John Kerry talks about timetables for departure and cessation of the present course. His supporters on the extreme left from George Soros to Michael Moore blame George Bush, not Osama bin Laden or Saddam Hussein, for the current televised butchery. There is a reason why candidate Kerry now painfully insists that he would not precipitously withdraw—because everyone else worldwide, from a Chirac and Schroeder to Arafat and most of the Arab world—suspect that, in fact, he will.
An American flight would shame Tony Blair and John Howard, leave eastern Europe to the bullying of Paris and Berlin, destroy the Iraq interim government, take the heat off Arab autocracies, and send a message that American policy was back to Clintonian-like law enforcement, replete with jargon such as “sensitive” and “nuisance.” It does not matter what Kerry would “really” wish to do, since the last two years of campaign rhetoric have earned him the worldwide reputation of the Bush antithesis, and thus his victory would, rightly or wrongly, be interpreted as a complete rejection of toppling Saddam and fostering a constitutional government in his place. His supporters and financial backers on the left would not tolerate anything less than a withdrawal.
Because of our astounding weaponry and superb military, the terrorists in Fallujah count on the help of such postmodern Western guilt and internecine blame to supply constraints on the American military every bit as effective as the old Soviet nuclear deterrent. Again, a Michael Moore—or so they believe—is worth an entire jihadist cell....
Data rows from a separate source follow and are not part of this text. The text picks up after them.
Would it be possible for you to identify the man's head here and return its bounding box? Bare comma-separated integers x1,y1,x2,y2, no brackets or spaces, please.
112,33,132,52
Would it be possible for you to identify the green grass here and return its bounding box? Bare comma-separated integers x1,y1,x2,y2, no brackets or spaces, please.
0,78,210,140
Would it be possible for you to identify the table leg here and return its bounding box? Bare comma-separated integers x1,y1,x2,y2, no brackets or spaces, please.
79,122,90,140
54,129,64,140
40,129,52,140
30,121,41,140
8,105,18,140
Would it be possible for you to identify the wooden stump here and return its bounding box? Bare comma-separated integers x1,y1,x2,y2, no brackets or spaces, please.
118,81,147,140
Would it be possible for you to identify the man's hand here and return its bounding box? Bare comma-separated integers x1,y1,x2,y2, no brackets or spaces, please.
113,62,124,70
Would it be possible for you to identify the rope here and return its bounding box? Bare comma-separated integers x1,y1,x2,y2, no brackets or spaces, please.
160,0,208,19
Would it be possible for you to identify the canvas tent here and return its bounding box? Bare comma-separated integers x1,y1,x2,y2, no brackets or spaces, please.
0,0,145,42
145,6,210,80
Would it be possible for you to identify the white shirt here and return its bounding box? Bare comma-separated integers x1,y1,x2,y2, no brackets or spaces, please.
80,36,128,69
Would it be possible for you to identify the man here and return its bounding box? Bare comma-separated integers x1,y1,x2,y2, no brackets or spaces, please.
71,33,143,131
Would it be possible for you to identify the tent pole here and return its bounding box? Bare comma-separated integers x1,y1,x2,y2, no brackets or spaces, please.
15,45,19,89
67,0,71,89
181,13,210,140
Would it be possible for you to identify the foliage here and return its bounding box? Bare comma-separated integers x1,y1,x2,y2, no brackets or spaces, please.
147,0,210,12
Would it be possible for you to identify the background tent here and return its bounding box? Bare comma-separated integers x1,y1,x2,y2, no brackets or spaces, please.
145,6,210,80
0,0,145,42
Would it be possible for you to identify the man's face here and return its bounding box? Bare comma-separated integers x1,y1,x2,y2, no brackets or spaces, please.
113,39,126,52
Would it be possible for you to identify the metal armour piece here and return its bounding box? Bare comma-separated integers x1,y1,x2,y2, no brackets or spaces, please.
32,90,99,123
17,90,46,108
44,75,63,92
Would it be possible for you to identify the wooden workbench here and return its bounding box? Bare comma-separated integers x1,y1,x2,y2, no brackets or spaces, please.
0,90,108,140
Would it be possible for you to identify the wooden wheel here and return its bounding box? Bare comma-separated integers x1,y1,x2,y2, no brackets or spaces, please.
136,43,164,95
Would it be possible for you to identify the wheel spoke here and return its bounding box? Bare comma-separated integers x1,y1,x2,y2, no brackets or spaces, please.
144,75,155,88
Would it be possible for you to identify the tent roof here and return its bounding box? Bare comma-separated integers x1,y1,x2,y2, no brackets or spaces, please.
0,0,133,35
The second most important issue in the campaign, I believe, is the federal judiciary. We cannot expect good judges from John Kerry at all. In recent years, the Supreme Court has slightly restricted federal power under the commerce clause, holding that the clause does not give Congress absolute authority over everything. Those decisions, however, have been 5-4. A Kerry administration would turn those cases into an aberration. Now, there are pluses to a Kerry administration as far as federal courts are concerned (abortion, primarily, and privacy rights). And there are downsides to a Bush administration. Bush is likely to appoint some Borkian judges. But we might also get some good judges, like Janice Rogers Brown. We won’t get any good judges out of John Kerry.
Bush is far from a great president, and I regret much that he has done. But I, too, prefer the devil I know to the devil I don’t—and, in particular, the devil that I can predict to the devil that I cannot.